WASHINGTON — As the second Persian Gulf War escalates and terrorist threats loom, a research group says Utah is among only 14 states that have managed to adopt adequate laws and safeguards against cyberattacks.
"This means that 36 states have not prepared, adopted, and fully implemented the security requirements set forth by Congress" in 1999, according to a report released Monday at the National Press Club by Zeichner Risk Analytics, a company that studies risk and security issues for business and government .
That research group put each state in one of three categories: those states in full compliance with orders by Congress to develop policies to protect key computer systems, especially in the financial services sector; states in partial compliance with pending legislation or regulations; and those with little or no cyber-security activity.
Utah was among 14 states plus the District of Columbia that were considered to be in full compliance; 14 states were listed in partial compliance; and 22 states were listed as taking little or no action against cyberthreats.
"As the nation enters the initial phases of the war in Iraq and con-
tinues to fight terrorism in the homeland, state governments must harden local infrastructure, collaborate with the business community, and enhance response capabilities in the event of an infrastructure failure," the report said.
It noted that "state and local government are responsible for essential citizen services, including emergency medical, 911 communications and critical utilities, such as water and electricity."
The research group said it was surprised that so many states have not prepared better policies by now because models have been made available by several federal agencies and groups such as the National Association of Insurance Commissioners. It urged adoption of those models by more states
While progress by states has been generally slow, the report said that business and the federal government have been especially busy developing policies and procedures against cyberattacks, especially in the financial services sector.
The report urged states to pick up efforts saying, "A single, knowledgeable terrorist or malicious hacker can disrupt state and local services at great speeds. The public's trust and confidence rest on government's ability to lead by example and manage infrastructure disruptions."

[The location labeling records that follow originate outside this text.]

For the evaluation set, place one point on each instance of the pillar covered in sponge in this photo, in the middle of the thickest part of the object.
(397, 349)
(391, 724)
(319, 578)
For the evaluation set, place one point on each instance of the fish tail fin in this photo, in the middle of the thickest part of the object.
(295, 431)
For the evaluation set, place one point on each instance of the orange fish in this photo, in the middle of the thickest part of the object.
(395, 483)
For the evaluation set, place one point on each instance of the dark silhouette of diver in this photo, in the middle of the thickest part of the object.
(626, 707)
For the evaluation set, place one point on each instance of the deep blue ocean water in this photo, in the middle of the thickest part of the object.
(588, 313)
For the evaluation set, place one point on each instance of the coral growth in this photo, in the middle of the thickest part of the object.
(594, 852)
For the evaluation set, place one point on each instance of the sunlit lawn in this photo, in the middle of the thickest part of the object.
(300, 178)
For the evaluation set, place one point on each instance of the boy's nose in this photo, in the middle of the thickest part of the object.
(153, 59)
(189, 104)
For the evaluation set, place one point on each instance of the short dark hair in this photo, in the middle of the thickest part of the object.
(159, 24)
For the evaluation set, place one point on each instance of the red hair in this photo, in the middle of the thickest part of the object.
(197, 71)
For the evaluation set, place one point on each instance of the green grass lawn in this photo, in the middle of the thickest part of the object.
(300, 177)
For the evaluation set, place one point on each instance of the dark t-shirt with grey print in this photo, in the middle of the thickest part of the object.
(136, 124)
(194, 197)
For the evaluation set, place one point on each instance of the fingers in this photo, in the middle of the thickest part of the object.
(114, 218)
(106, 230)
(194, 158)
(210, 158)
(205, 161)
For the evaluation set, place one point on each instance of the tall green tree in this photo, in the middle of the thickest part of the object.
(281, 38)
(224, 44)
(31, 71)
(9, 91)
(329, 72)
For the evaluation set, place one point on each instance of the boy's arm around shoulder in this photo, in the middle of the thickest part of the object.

It added, "The costs and damage from the lack of state-based compliance and leadership is considerable. Insurance companies must use considerable funds tracking cyber-security programs in each state.
"Many insurance companies are licensed to conduct business in all 50 states, so the lack of a uniform national model, with consistent compliance time lines, potentially leads to diverse cyber-security requirements," it said.
"Perhaps most importantly, states are sending the wrong message to the private sector, their citizenship and the federal government," it said. "State government must act as a model for sound security to establish credibility."